학술논문
Whole genome analysis of Gram-negative bacteria using the EPISEQ CS application and other bioinformatic platforms
Document Type
article
Author
Ulises Garza-Ramos; Nadia Rodríguez-Medina; Carlos Córdova-Fletes; Daira Rubio-Mendoza; Christopher J. Alonso-Hernández; Luis Esaú López-Jácome; Rao Morfín-Otero; Eduardo Rodríguez-Noriega; Fabián Rojas-Larios; María del Rosario Vázquez-Larios; Alfredo Ponce-de-Leon; Elena Victoria Choy-Chang; Rafael Franco-Cendejas; Bernardo Alfonso Martinez-Guerra; Cecilia Teresita Morales-de-La-Peña; Juan Pablo Mena-Ramírez; Eduardo López-Gutiérrez; Ricardo García-Romo; Bertha Ballesteros-Silva; Alejandro Valadez-Quiroz; Laura Karina Avilés-Benítez; José Manuel Feliciano-Guzmán; Talia Pérez-Vicelis; María del Consuelo Velázquez-Acosta; Cecilia Padilla-Ibarra; Laura Isabel López-Moreno; Reyna Edith Corte-Rojas; Carlos Antonio Couoh-May; María Angelina Quevedo-Ramos; Maribel López-García; Gabriela Chio-Ortiz; Mariana Gil-Veloz; Alejandro Molina-Chavarria; Javier Paul Mora-Domínguez; Daniel Romero-Romero; Francisco Javier May-Tec; Elvira Garza-González
Source
Journal of Global Antimicrobial Resistance, Vol 33, Iss , Pp 61-71 (2023)
Subject
Language
English
ISSN
2213-7165
Abstract
ABSTRACT: Objectives: To determine genomic characteristics and molecular epidemiology of carbapenem non-susceptible Klebsiella pneumoniae, Escherichia coli, Acinetobacter baumannii, and Pseudomonas aeruginosa from medical centres of Mexico using whole genome sequencing data analysed with the EPISEQⓇ CS application and other bioinformatic platforms.
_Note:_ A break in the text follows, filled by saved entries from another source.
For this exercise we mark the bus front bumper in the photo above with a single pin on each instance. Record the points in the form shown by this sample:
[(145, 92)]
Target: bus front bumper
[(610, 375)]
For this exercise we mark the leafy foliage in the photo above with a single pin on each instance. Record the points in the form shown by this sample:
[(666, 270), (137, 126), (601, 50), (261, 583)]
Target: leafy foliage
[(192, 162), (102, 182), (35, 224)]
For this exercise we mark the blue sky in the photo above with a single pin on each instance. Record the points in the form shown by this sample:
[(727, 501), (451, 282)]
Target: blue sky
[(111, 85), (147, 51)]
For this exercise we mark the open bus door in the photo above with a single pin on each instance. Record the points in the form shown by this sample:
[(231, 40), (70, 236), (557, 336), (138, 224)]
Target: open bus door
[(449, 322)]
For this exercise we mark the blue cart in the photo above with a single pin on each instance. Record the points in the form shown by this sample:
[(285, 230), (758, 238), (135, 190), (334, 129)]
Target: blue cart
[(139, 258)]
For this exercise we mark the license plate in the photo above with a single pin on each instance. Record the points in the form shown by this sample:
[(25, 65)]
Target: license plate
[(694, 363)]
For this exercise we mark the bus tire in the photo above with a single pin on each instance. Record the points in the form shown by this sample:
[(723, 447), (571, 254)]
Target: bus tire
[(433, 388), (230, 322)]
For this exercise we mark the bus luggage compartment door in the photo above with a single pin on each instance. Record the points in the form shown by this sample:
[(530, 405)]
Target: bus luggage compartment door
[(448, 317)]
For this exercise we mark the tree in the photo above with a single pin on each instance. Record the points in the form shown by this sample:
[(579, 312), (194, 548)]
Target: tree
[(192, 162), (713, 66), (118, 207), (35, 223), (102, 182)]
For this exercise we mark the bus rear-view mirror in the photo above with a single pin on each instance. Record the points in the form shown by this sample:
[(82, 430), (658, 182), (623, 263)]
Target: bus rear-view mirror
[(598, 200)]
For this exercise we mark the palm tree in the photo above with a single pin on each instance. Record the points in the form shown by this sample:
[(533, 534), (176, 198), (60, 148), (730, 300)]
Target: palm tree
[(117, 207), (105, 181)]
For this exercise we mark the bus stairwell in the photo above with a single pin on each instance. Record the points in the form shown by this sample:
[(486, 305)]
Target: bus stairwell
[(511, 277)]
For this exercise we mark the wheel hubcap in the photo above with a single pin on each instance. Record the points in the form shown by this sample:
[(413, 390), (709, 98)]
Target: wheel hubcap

Methods: Clinical isolates collected from 28 centres in Mexico included carbapenem-non-susceptible K. pneumoniae (n = 22), E. coli (n = 24), A. baumannii (n = 16), and P. aeruginosa (n = 13). Isolates were subjected to whole genome sequencing using the Illumina (MiSeq) platform. FASTQ files were uploaded to the EPISEQⓇ CS application for analysis. Additionally, the tools Kleborate v2.0.4 and Pathogenwatch were used as comparators for Klebsiella genomes, and the bacterial whole genome sequence typing database was used for E. coli and A. baumannii. Results: For K. pneumoniae, both bioinformatic approaches detected multiple genes encoding aminoglycoside, quinolone, and phenicol resistance, and the presence of blaNDM-1 explained carbapenem non-susceptibility in 18 strains and blaKPC-3 in four strains. Regarding E. coli, both EPISEQⓇ CS and bacterial whole genome sequence typing database analyses detected multiple virulence and resistance genes: 20 of 24 (83.3%) strains carried blaNDM, 3 of 24 (12.4%) carried blaOXA-232, and 1 carried blaOXA-181. Genes that confer resistance to aminoglycosides, tetracyclines, sulfonamides, phenicols, trimethoprim, and macrolides were also detected by both platforms. Regarding A. baumannii, the most frequent carbapenemase-encoding gene detected by both platforms was blaOXA-72, followed by blaOXA-66. Both approaches detected similar genes for aminoglycosides, carbapenems, tetracyclines, phenicols, and sulfonamides. Regarding P. aeruginosa, blaVIM, blaIMP, and blaGES were the more frequently detected. Multiple virulence genes were detected in all strains. Conclusion: Compared to the other available platforms, EPISEQⓇ CS enabled a comprehensive resistance and virulence analysis, providing a reliable method for bacterial strain typing and characterization of the virulome and resistome.